Wokeness has jumped the shark, yet again, as archeology students excavate the 50-year-old trash, poo and other personal belongings of “displaced Aurarians” with the intention of housing found items in a forthcoming museum.

Before we dive into the absurdity of creating a museum to display 50-year-old garbage, it’s worth explaining the history of the so-called “displaced Aurarians.” After a devastating flood in 1965 put most of Denver’s Auraria neighborhood underwater, the city decided to redevelop the area into a modern urban campus. While some residents resisted and were ultimately forced to leave, this is another instance of eminent domain run amuck and not another Trail of Tears.

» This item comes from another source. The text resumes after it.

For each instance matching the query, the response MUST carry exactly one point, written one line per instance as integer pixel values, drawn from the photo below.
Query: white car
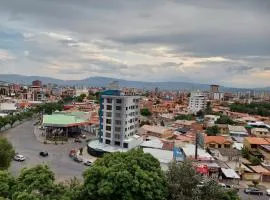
(19, 157)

It’s important to note here that the label “displaced Aurarians” applies to decedents, too. Because if you’re a woke liberal, you believe that victimhood not only defines the rest of your life but that it also gets passed down to the next generation. This is why decades after the displacement of these families, “campus leaders are undertaking a number of efforts to begin reparations and healing for the communities forced out.”

When we initially read this story in the spring our first thought was that CU Regent Nolbert Chavez, who is spearheading this project, is just another example of an opportunistic politician trying to earn his 15-minutes of fame, and it is most certainly that. However, the latest news of excavations at the site of this old neighborhood has taken this story deeper into the territory of the absurd.

Sure, it’s cool for the anthropology students that get to practice doing actual fieldwork. No doubt it’s more fun than sitting in class. But, do the rest of us really have to pretend like the stuff they find near the old trash pit and outhouse are museum-worthy?

Some of these so-called “displaced Aurarians” are still alive and can just tell us what their life was like before they relocated to a new house outside of a floodplain. It’s also such recent history that we know what kind of food people ate and what kind of clothes they wore, and it doesn’t sound like particularly interesting museum fodder.

It’s also weird and discriminatory to create a museum that focuses on just one ethnic group’s history in Auraria. The neighborhood was established by miners in 1858 and was home to many different groups of European immigrants long before Latinos started settling there in the 1920s. But we’re not holding our breath for that piece of earlier history to be included since it doesn’t fit into the woke narrative of the day.